An Emirates Airbus A380 was forced to make an emergency landing in Sri Lanka at Bandaranaike airport. Smoke had been detected in the cockpit
An Emirates A380 carrying more than 500 people was forced to make an emergency landing in Sri Lanka on Friday after pilots detected smoke in the cockpit, an official at Colombo airport said.
The plane, which landed in Colombo without damage on Friday morning, was 320 miles (600 km) east of the city when the pilots made a distress call.

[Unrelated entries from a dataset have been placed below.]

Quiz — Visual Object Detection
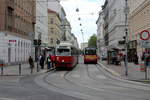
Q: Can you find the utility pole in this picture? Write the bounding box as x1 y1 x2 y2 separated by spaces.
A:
124 0 129 76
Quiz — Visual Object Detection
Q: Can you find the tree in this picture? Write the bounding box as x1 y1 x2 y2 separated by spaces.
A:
88 34 97 47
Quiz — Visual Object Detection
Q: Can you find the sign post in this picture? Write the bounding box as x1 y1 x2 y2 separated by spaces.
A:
140 30 150 80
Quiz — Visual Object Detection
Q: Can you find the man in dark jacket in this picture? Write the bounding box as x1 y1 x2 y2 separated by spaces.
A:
40 55 45 69
28 56 34 69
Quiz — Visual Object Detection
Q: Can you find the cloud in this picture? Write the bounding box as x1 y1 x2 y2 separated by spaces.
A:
61 0 104 46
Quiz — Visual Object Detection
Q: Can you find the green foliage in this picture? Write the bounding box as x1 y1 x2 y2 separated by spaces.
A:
88 34 97 47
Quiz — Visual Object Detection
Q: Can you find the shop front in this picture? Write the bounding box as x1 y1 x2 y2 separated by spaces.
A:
128 40 137 62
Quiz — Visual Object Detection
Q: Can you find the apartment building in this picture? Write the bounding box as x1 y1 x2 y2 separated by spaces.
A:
0 0 36 64
96 11 107 56
47 9 62 46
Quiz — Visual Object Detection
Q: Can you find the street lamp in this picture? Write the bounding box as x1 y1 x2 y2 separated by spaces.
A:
124 0 129 76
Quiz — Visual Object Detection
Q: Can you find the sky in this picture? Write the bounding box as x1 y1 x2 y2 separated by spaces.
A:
61 0 105 44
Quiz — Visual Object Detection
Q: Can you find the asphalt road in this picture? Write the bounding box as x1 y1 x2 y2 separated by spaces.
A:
0 58 150 100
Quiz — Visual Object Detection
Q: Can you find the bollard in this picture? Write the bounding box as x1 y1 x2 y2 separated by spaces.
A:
37 62 39 72
19 64 21 75
1 64 4 75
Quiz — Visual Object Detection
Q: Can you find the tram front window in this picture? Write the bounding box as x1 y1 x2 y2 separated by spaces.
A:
57 49 71 56
85 50 96 55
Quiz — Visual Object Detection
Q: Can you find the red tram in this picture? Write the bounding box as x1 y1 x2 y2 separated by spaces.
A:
55 43 78 69
84 47 99 64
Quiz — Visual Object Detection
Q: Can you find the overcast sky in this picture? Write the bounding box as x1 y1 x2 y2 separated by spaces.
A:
61 0 104 46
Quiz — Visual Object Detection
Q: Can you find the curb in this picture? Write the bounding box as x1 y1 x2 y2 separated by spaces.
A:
98 62 121 78
98 62 150 86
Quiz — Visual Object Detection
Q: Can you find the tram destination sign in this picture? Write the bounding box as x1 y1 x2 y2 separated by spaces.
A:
141 40 150 48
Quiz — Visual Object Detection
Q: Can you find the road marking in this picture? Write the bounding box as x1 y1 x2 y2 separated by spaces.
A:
72 74 80 78
96 75 106 79
0 98 16 100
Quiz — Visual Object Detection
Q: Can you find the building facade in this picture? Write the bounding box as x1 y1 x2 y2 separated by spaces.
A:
48 9 62 46
81 42 88 50
48 0 66 41
108 0 125 49
128 0 150 57
0 0 36 64
96 11 107 56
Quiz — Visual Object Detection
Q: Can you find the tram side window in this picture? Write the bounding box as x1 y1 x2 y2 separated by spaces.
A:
85 50 96 55
57 49 71 56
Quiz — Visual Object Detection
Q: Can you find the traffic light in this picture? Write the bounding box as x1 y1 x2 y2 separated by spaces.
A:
38 40 41 45
34 39 38 45
118 36 126 45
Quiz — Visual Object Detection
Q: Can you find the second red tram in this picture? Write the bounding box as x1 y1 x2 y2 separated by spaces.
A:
55 43 78 69
84 47 98 64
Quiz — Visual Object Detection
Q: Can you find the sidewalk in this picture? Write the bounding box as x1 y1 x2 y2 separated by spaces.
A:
0 63 52 76
99 61 150 82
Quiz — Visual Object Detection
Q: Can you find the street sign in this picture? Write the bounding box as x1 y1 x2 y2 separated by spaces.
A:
141 40 150 48
140 30 150 40
9 40 17 43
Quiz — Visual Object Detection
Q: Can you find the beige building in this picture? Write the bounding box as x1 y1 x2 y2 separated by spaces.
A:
0 0 36 64
48 9 62 46
81 42 88 50
128 0 150 57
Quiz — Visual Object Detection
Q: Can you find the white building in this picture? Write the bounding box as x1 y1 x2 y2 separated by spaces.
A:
0 32 32 65
35 0 48 43
81 42 88 50
108 0 125 49
48 0 66 41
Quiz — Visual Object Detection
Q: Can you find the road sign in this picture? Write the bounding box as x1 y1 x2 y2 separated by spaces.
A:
141 40 150 48
140 30 150 40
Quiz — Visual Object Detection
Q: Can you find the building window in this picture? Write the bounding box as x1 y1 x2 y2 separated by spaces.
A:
50 18 54 24
51 38 54 43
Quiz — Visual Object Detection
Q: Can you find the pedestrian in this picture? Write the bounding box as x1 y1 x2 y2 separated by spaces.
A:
47 56 52 69
28 56 34 69
40 55 45 69
145 54 150 67
134 54 139 65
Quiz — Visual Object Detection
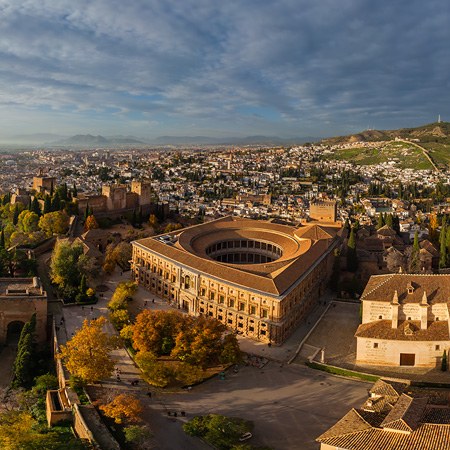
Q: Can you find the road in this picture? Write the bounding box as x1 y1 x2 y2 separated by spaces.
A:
57 273 369 450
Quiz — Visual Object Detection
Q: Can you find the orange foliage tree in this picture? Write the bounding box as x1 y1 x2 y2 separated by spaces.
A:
100 394 142 423
58 317 118 383
84 214 100 231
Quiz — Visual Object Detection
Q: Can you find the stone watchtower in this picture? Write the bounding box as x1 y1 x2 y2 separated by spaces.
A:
131 181 153 206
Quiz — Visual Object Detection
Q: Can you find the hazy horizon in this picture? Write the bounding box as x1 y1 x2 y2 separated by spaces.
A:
0 0 450 143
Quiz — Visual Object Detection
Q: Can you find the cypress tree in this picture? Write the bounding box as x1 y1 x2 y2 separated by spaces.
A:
13 203 19 225
80 275 87 295
43 194 52 214
31 197 42 216
14 314 36 387
386 214 394 228
84 203 89 220
439 234 447 269
409 231 420 273
377 213 384 230
51 191 61 211
347 228 358 272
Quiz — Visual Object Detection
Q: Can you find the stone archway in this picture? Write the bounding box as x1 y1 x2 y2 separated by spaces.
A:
6 320 25 345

“We mobilized our emergency services and organized the safe landing of the plane,” the head of the airport’s air navigation services, Crishanthi Tissera, told AFP.
Smoke in the cockpit
The pilots said they had noticed the appearance of smoke in the cockpit, which led the airport to alert teams of firefighters and doctors, she said.
The plane landed 39 minutes after the first distress call and all 471 passengers and 30 crew disembark unharmed.
The company said for its part that its flight from Sydney to Dubai had been diverted to Colombo “due to a technical problem” , in a statement, without mentioning the nature of the problem.
Emirates first landed with an A380 in 2012 in Colombo but the airport is not yet equipped to accommodate the world’s largest passenger plane.
Passengers on the plane were transferred to other Emirates flights.